Sadibou Marong Directeur du bureau Afrique subsaharienne de RSF appelle ainsi les autorités à : Garantir la protection des journalistes contre toutes les formes de pressions, de discriminations et de violences, sur le terrain comme en ligne ; Condamner publiquement toute campagne de dénigrement, toute menace ou agression visant des journalistes, qu’elles soient le fait d’acteurs publics ou privés ; Adresser des consignes claires aux préfets et aux forces de sécurité ne tolérant aucune menace ni violence à l’encontre des journalistes dans l’exercice de leurs fonctions ; Maintenir un accès libre et sécurisé à Internet et aux réseaux sociaux pendant toute la période électorale.

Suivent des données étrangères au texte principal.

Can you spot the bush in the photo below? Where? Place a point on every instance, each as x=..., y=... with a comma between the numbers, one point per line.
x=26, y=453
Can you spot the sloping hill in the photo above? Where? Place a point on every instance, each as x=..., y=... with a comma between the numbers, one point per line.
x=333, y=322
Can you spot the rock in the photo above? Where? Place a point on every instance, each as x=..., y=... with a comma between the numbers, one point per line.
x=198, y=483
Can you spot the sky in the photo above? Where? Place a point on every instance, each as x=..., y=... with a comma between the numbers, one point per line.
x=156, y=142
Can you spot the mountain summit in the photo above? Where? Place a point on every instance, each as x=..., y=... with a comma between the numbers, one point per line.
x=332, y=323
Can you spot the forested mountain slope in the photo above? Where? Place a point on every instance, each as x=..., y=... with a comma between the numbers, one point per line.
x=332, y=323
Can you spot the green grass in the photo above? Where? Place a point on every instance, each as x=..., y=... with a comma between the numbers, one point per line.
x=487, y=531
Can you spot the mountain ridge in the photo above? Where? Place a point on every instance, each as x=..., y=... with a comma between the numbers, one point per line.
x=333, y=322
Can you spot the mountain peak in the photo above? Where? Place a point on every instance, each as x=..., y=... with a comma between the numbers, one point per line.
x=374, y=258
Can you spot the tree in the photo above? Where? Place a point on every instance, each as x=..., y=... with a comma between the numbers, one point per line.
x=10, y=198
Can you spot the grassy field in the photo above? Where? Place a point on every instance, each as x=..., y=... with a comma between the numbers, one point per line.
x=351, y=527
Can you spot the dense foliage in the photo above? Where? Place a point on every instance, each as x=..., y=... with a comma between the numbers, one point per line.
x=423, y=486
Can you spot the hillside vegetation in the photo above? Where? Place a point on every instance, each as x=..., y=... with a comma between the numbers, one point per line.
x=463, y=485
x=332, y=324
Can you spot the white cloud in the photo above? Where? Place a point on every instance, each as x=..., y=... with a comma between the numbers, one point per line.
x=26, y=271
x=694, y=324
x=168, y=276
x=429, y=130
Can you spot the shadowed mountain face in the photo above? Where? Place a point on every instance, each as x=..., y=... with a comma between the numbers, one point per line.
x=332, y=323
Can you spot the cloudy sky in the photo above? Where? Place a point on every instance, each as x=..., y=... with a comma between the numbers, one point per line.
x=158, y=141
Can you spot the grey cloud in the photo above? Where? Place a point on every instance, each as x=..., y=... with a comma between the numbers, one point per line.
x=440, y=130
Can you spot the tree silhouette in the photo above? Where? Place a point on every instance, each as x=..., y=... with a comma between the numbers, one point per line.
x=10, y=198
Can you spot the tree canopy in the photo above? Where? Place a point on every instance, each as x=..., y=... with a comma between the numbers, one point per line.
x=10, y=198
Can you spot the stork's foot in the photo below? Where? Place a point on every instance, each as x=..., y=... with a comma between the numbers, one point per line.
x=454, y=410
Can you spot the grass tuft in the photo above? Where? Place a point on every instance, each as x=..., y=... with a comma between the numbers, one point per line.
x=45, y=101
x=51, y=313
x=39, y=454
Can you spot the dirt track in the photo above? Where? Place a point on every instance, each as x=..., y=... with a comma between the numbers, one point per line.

RSF recommande aux différents partis politiques de : Faciliter l’accès des journalistes à leurs événements ; Protéger les professionnels des médias contre toute entrave à leur travail lors des événements politiques ; Sanctionner les militants et membres responsables de menaces ou actes hostiles envers la presse, sur le terrain et en ligne.
La Côte d’Ivoire occupe la 64e place sur 180 pays et territoires du Classement mondial de la liberté de la presse établi par RSF en 2025.